If democracy is indeed on trial it seems obvious that Harvard should see to it that her graduates, as future leaders of the community, be prepared to take an intelligent position in the modern political scene. This means that they should be ready to vote intelligently and furthermore, able to argue and discuss politics intelligently. But the growing complexity of political problems has made such a preparation more and more difficult. It is no longer possible to obtain a grasp of modern conditions by means of the conventional training in the liberal arts. Some specific knowledge of the social sciences is becoming more important than ever.
It appears to be necessary, therefore, that Harvard make a basic training in the social science compulsory. Every student should be required to take one of the elementary courses, History 1, Government 1, or Economics A, or else should be allowed to demonstrate his knowledge by passing a general examination on political theory by the end of his Junior year. In this way those who have acquired adequate political knowledge by extracurricular reading and discussion in college would be enabled to omit these courses from their curriculum.

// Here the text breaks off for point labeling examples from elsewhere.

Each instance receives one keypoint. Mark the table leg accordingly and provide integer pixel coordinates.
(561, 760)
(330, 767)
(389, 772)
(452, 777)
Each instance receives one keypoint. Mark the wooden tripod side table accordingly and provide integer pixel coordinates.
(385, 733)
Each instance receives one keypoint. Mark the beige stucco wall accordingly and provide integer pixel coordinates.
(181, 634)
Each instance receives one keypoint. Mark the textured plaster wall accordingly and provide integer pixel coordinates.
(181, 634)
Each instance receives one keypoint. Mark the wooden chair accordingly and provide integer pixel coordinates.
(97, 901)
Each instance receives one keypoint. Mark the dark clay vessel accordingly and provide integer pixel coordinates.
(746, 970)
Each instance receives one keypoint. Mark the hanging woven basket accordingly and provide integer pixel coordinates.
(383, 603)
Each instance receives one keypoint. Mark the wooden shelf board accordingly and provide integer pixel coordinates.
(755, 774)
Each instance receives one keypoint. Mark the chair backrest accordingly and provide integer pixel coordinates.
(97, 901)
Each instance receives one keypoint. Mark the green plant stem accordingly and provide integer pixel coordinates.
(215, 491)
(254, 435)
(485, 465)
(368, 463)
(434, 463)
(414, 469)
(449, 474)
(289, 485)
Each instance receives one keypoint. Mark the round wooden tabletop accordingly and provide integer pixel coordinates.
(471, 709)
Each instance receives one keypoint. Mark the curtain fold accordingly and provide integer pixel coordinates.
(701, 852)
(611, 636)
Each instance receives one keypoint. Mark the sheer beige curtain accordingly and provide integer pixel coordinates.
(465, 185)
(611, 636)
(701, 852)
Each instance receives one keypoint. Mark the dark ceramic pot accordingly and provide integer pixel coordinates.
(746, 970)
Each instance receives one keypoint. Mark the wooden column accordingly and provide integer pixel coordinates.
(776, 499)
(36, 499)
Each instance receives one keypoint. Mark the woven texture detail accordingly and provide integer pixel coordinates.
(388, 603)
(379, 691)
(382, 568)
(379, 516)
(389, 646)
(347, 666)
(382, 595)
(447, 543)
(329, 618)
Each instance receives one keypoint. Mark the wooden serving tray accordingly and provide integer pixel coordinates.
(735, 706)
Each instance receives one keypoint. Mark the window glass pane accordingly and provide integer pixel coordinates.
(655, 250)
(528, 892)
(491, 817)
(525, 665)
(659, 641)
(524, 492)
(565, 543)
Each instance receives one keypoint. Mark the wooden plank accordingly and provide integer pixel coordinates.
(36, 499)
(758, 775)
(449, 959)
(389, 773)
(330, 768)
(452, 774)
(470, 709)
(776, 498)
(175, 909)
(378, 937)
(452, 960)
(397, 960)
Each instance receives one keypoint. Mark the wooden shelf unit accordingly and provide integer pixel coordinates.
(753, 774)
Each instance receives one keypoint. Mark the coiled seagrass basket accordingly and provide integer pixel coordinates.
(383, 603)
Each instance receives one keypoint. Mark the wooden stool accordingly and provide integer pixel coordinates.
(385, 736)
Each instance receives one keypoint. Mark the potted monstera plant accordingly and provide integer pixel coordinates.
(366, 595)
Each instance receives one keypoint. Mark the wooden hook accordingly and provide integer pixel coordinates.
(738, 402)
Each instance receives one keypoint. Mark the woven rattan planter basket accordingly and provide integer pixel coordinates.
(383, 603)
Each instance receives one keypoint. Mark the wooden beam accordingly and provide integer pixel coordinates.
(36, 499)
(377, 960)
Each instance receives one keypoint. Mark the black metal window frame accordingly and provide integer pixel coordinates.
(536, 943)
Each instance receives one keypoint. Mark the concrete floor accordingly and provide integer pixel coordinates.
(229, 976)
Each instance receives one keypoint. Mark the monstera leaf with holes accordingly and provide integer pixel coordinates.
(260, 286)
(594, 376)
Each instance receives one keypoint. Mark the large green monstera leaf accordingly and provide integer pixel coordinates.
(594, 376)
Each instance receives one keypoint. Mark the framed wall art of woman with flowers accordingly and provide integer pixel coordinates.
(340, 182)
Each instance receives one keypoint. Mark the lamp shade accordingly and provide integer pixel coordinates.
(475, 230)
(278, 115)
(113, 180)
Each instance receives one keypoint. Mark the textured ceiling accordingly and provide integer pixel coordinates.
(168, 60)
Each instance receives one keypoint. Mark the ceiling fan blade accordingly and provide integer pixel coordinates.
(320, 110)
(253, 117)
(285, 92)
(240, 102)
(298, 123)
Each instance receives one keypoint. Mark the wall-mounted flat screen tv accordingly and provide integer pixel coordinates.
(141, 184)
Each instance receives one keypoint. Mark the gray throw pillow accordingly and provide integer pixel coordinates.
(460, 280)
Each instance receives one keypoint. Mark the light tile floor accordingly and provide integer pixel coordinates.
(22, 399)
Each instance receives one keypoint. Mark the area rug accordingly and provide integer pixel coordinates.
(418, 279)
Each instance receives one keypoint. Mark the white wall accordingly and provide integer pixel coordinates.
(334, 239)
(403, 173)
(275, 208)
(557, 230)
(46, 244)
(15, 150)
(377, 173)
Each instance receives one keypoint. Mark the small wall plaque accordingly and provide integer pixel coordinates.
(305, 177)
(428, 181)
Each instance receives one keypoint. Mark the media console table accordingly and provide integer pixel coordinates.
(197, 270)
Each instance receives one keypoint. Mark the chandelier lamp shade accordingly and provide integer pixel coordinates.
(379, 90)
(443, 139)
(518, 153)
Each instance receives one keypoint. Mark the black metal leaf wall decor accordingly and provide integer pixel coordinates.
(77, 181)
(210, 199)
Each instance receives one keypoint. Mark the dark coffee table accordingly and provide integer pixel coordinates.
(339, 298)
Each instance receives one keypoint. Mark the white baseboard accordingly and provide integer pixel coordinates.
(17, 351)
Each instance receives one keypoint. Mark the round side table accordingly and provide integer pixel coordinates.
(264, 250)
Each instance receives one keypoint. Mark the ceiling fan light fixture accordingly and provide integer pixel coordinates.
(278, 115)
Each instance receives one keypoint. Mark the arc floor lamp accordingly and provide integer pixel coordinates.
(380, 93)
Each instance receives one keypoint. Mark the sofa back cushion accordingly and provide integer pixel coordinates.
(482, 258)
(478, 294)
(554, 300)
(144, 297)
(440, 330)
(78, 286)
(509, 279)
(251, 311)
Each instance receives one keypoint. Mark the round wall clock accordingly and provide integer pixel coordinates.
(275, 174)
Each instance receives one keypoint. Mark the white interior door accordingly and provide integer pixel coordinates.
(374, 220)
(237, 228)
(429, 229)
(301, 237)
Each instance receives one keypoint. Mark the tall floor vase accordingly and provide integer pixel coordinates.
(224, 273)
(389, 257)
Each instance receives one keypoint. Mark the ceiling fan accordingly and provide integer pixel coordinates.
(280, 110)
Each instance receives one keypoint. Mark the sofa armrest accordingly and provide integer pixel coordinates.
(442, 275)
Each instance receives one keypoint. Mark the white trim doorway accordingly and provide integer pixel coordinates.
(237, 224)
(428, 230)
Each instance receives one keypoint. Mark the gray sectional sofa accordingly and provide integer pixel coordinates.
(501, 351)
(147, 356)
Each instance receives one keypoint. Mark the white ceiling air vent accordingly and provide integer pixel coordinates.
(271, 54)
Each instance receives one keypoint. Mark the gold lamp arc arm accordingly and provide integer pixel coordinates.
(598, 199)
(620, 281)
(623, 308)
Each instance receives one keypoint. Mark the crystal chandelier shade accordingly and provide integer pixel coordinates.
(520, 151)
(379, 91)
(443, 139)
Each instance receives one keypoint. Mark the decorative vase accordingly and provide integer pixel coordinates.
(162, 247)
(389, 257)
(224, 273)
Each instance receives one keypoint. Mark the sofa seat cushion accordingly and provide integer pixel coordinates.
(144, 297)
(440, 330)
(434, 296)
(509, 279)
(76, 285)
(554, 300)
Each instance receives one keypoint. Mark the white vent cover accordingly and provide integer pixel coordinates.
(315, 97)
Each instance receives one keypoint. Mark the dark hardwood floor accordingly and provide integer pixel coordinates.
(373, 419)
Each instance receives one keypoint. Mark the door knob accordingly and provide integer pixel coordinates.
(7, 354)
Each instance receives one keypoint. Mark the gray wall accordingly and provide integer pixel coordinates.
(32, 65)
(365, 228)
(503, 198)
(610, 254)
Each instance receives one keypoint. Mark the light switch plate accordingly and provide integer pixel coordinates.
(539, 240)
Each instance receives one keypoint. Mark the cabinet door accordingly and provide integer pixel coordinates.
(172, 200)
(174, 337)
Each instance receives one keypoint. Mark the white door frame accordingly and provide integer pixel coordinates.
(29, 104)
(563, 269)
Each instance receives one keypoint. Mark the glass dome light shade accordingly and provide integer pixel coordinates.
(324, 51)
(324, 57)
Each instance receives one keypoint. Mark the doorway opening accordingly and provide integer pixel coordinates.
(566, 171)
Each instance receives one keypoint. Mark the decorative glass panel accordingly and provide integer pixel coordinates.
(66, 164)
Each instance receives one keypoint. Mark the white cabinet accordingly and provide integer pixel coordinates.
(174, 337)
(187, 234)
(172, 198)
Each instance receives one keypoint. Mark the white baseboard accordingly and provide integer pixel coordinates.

When definite requirements of this kind are suggested, the cry immediately goes up, "no compulsory courses." Such a sentiment is in line with the modern tendency towards more academic freedom, it is true, but such an objection to compulsory courses can often be exaggerated, particularly in this instance.
In the first place it is undoubtedly true that many students have no intelligent reasons for taking either one course or another. They are rather indifferent to schedules and fields of concentration, and any requirement that steers them into a course of such proved value can only be for their good. Furthermore, it seems to be the case that the average student does not object strongly to required courses as such. The reports of the various language courses in the Confidential Guide record no great objection to the necessity of taking any one of them. Even the English A report is not unfavorable and the protests which are heard occasionally can be attributed more to the fact that the course itself is a chore rather than because it is compulsory.
Lastly, it is true that many men in other fields develop an interest in the social sciences during their college careers and come to see the value of these subjects, so that if the requirement was put off until Junior year, it might be passed off voluntarily by many, without a feeling of compulsion.